Largely, the minimalist set and costume choices worked well – a play with so many different locations requires creativity in set design, and Frieze chose to keep things stripped back. The crates were a particularly successful feature of the set, for they were indicative of both the ship’s cargo and the ‘still unbuilt’ nature of the new colony. I would have like to have seen this idea pushed further, with even more crates, so that they could be replace the tables and chairs used. This would create a more stylised set design, and would also mean that the same set pieces could be used for multiple scenes, reducing the number of slightly jarring blackouts.
Overall, the actors did a good job in telling the story, carefully navigating their way through the light and shade of the nuanced script. Harry Scholes gave a perfectly balanced performance as Second Lieutenant Ralph Clark, displaying the intricacies of the character whilst also being truly compelling to watch. Amy Howlett was also a standout in her hilarious depiction of ‘Shitty Meg’ – a character who sadly only appears for one scene. I was initially unconvinced by George Ellis’s portrayal of Midshipman Harry Brewer, for in group scenes he seemed to have too much confidence and stage presence for a low-status and self-doubting character. However, Ellis really came into his own during his mental breakdown scenes, and captured the brokenness of Brewer excellently. I did feel that during the boating scene with Duckling, though, both actors should not have been afraid to leave longer pauses, as this would have been effective in getting across the extent of the awkwardness and tension.
The majority of actors were multi-roling – to which the play is well-suited, as it forces the audience to question the officer/ convict divide. However, the actors needed to be careful to clearly distinguish their characterisations between scenes. Joe Pape was the only actor who fully achieved a palpable distinction, and gave two sensational performances – sparking genuine fear as the formidable Major Robbie Ross, then shifting his accent, physicality and tone completely to become the sweet and mild Ketch Freeman.
The biggest disappointment of the play for me was the decision to cut the character of the Aboriginal, having his lines projected on screens accompanied by Native Australian music. The screens were an interesting visual choice, and I particularly appreciated them at the end of the play, when they were used to tell the audience what happened next to the characters. However, the role of the Aboriginal adds a further lens through which to watch the play, and his physical presence as a character reminds the audience of the wider context of colonisation.
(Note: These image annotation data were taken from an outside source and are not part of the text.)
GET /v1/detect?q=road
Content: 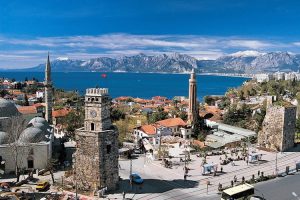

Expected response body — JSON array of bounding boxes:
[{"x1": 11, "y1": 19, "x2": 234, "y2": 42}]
[
  {"x1": 109, "y1": 153, "x2": 300, "y2": 200},
  {"x1": 255, "y1": 173, "x2": 300, "y2": 200}
]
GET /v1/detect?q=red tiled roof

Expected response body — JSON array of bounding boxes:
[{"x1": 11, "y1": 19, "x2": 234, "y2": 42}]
[
  {"x1": 18, "y1": 106, "x2": 37, "y2": 114},
  {"x1": 52, "y1": 108, "x2": 71, "y2": 117},
  {"x1": 193, "y1": 140, "x2": 205, "y2": 148},
  {"x1": 115, "y1": 96, "x2": 131, "y2": 101},
  {"x1": 139, "y1": 124, "x2": 156, "y2": 135},
  {"x1": 156, "y1": 118, "x2": 187, "y2": 127},
  {"x1": 134, "y1": 98, "x2": 151, "y2": 103},
  {"x1": 152, "y1": 96, "x2": 167, "y2": 101},
  {"x1": 32, "y1": 103, "x2": 46, "y2": 108}
]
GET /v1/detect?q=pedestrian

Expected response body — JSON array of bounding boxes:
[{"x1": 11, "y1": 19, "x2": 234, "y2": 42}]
[{"x1": 231, "y1": 161, "x2": 235, "y2": 166}]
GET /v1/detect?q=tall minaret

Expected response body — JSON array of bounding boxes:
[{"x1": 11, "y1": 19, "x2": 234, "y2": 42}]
[
  {"x1": 188, "y1": 69, "x2": 197, "y2": 123},
  {"x1": 44, "y1": 53, "x2": 52, "y2": 124}
]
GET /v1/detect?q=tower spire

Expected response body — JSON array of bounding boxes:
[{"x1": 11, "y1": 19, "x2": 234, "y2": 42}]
[
  {"x1": 188, "y1": 68, "x2": 197, "y2": 123},
  {"x1": 45, "y1": 52, "x2": 51, "y2": 84},
  {"x1": 45, "y1": 52, "x2": 52, "y2": 124}
]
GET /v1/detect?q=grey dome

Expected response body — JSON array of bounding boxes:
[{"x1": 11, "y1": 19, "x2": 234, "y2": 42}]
[
  {"x1": 0, "y1": 98, "x2": 20, "y2": 117},
  {"x1": 0, "y1": 131, "x2": 9, "y2": 145},
  {"x1": 28, "y1": 117, "x2": 49, "y2": 126},
  {"x1": 18, "y1": 127, "x2": 46, "y2": 143},
  {"x1": 32, "y1": 122, "x2": 49, "y2": 131}
]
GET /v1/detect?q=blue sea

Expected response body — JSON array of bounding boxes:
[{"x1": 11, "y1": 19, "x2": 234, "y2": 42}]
[{"x1": 0, "y1": 72, "x2": 247, "y2": 101}]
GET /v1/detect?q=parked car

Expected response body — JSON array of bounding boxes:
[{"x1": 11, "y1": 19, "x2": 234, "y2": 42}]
[
  {"x1": 36, "y1": 181, "x2": 50, "y2": 190},
  {"x1": 129, "y1": 173, "x2": 144, "y2": 184},
  {"x1": 0, "y1": 187, "x2": 10, "y2": 192},
  {"x1": 133, "y1": 149, "x2": 142, "y2": 154}
]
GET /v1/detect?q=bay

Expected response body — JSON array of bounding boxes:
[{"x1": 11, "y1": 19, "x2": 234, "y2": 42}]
[{"x1": 0, "y1": 72, "x2": 248, "y2": 101}]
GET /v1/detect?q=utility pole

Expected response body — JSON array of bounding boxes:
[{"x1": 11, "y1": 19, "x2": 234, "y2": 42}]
[
  {"x1": 275, "y1": 150, "x2": 278, "y2": 176},
  {"x1": 74, "y1": 156, "x2": 78, "y2": 200},
  {"x1": 129, "y1": 158, "x2": 132, "y2": 190}
]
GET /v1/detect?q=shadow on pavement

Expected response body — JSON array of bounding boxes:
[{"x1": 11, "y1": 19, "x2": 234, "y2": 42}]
[{"x1": 114, "y1": 179, "x2": 199, "y2": 194}]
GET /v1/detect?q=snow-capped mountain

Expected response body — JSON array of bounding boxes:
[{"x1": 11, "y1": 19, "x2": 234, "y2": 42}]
[{"x1": 22, "y1": 51, "x2": 300, "y2": 74}]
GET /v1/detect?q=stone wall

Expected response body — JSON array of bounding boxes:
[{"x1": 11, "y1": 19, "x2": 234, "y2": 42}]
[
  {"x1": 74, "y1": 126, "x2": 119, "y2": 191},
  {"x1": 258, "y1": 106, "x2": 296, "y2": 151}
]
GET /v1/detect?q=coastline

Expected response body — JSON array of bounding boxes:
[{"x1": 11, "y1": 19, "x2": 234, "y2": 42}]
[{"x1": 0, "y1": 69, "x2": 254, "y2": 78}]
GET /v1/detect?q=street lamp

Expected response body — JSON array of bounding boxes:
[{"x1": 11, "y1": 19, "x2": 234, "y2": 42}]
[{"x1": 292, "y1": 192, "x2": 300, "y2": 200}]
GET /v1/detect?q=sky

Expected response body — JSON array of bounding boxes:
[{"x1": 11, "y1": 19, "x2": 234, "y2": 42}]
[{"x1": 0, "y1": 0, "x2": 300, "y2": 68}]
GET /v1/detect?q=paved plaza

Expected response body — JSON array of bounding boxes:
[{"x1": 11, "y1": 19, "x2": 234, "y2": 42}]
[{"x1": 107, "y1": 144, "x2": 300, "y2": 200}]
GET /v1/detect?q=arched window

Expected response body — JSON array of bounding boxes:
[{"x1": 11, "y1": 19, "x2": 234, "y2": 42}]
[
  {"x1": 106, "y1": 144, "x2": 111, "y2": 154},
  {"x1": 27, "y1": 156, "x2": 34, "y2": 169},
  {"x1": 91, "y1": 123, "x2": 95, "y2": 131}
]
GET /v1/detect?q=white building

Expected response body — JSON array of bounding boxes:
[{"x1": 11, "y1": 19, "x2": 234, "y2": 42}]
[
  {"x1": 133, "y1": 124, "x2": 172, "y2": 145},
  {"x1": 156, "y1": 118, "x2": 192, "y2": 139},
  {"x1": 255, "y1": 74, "x2": 272, "y2": 83},
  {"x1": 0, "y1": 99, "x2": 53, "y2": 173},
  {"x1": 35, "y1": 91, "x2": 44, "y2": 98}
]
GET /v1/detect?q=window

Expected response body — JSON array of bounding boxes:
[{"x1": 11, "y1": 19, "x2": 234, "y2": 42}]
[
  {"x1": 27, "y1": 156, "x2": 34, "y2": 169},
  {"x1": 29, "y1": 148, "x2": 34, "y2": 155},
  {"x1": 106, "y1": 144, "x2": 111, "y2": 154}
]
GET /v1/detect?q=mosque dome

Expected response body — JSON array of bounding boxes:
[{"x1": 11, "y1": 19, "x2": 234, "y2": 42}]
[
  {"x1": 0, "y1": 131, "x2": 9, "y2": 145},
  {"x1": 18, "y1": 127, "x2": 47, "y2": 143},
  {"x1": 0, "y1": 98, "x2": 20, "y2": 117},
  {"x1": 31, "y1": 122, "x2": 49, "y2": 131},
  {"x1": 28, "y1": 117, "x2": 49, "y2": 126}
]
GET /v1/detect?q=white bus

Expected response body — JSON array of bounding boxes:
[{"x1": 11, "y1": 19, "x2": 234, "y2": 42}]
[{"x1": 221, "y1": 183, "x2": 254, "y2": 200}]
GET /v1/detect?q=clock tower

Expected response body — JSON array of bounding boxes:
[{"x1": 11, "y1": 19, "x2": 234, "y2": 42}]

Nevertheless, DUCT certainly captured the essence of this remarkable play, and by the end of the performance my emotions were rushing alongside the characters as they prepared for their performance of The Recruiting Officer. The production is convincing, hard-hitting, and witty; whilst a few moments felt slightly jarring, the overall effect was slick and polished. In addition, the lovely staff at North Road Methodist Church provide complimentary refreshments in the interval, making it a wholly enjoyable theatregoing experience.
Our Country’s Good will be playing in North Road Methodist Church at 2:30pm and 8pm on Saturday 16th June.